We need a permanent network for friends of liberty not only independent of the governments, but also independent of the political parties, which have been corrupted by law and other methods into being happy arms of the state.


Wiki Revolution

April 12, 2008

The Sam Adams Alliance is hosting some wikis which invite citizens to help other citizens bring transparency and accountability to government. They are Ballotpedia, Judgepedia, and SunshineReview.

Wikis may be as revolutionary for human civilization as the invention of movable type by the printer Gutenberg around 1450 A.D.  Movable type meant that manuscripts could be produced for much lower cost, and therefore made available to thousands of people. That lead to more books, then book collections, more scholars, and an acceleration of human learning and human civilization.

However scholarship, science and other book learning were still an exclusive area, confined to the privileged, the lucky, and the occasional determined genius.Libraries later offered a wealth of knowledge to millions, just for the cost of the time. Not just the time to visit the library, but the time to search and research among dusty books and journals; information was there, on the shelves, some of it accurate, some not; but it was not easily searchable or verifiable.

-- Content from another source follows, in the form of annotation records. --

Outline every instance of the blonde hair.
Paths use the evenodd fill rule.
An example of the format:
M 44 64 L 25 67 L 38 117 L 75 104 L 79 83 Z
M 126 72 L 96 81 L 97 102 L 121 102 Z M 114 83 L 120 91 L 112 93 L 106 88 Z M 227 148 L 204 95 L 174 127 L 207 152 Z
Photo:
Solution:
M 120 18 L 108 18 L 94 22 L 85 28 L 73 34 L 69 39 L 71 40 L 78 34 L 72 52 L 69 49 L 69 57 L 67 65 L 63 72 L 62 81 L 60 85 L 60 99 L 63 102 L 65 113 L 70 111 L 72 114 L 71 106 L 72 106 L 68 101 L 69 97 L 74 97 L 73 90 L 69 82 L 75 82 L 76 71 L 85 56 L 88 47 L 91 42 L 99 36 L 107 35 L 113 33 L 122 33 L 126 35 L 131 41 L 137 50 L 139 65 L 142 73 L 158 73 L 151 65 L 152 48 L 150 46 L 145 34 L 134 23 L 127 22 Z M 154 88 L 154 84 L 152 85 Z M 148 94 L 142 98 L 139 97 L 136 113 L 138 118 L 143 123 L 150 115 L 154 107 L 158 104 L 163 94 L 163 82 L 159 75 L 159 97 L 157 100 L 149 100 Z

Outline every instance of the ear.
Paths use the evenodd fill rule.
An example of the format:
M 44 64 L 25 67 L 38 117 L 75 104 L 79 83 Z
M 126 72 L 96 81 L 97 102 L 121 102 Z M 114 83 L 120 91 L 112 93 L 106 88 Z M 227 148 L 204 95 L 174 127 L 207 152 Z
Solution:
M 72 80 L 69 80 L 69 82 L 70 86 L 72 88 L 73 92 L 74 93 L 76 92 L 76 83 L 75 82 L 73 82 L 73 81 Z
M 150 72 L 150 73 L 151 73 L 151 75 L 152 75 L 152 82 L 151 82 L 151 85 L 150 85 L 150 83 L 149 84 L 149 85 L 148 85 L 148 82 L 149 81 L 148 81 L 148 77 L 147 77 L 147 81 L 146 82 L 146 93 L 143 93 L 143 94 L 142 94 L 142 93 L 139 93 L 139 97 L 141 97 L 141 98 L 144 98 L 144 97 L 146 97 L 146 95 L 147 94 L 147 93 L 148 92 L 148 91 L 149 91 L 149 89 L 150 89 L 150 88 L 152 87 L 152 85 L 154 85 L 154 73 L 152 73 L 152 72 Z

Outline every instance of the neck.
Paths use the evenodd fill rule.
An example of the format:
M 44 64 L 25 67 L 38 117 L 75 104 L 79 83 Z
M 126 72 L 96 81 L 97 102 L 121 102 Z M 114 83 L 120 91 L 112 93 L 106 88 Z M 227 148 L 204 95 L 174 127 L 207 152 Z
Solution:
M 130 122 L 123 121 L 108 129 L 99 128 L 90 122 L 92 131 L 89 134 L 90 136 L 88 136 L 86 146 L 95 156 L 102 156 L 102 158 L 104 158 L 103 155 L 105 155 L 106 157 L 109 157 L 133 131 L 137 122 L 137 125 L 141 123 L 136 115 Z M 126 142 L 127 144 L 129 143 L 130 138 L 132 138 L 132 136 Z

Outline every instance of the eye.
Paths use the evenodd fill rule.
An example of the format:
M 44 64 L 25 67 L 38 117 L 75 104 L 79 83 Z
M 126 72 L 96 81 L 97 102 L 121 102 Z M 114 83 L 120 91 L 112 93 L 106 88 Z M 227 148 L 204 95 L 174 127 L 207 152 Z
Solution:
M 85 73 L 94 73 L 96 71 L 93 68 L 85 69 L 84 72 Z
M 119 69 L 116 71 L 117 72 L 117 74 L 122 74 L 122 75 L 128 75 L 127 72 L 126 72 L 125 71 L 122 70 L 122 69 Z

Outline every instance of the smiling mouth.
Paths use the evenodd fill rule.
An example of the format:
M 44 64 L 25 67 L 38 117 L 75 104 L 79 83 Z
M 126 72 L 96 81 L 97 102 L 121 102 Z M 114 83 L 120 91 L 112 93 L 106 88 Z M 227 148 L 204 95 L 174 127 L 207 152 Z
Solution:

Enter the internet — and much information is available. It is easy to find many things — though not so easy to verify. And it may not be easy to find just what you want. But there seems to be an expert in everything — and with wikipedia Jimmy Wales facilitates a spontaneous order F.A Hayek would have appreciated. Dispersed experts add their knowledge, engage with other experts, and reach a consensus presentation on millions of terms, events, and people.

Now wikis are developing on many other topics — some of them very important. And some covering areas where the obscurity of information is deliberate — government power and government spending. Enter Judgepedia, to cover the least accountable, but often the most powerful branch of government. How many sitting judges can you name? Most operate with great power and little scrutiny. Judgepedia offers a forum for those who know to let the rest of us find out what judges have done, and what citizens can do about it.

SunshineReview is just getting going — and it promises a window on the spending of governments at all levels — right down to the counties and school districts least likely to want citizens to look behind the budget categories that often obscure more than they reveal.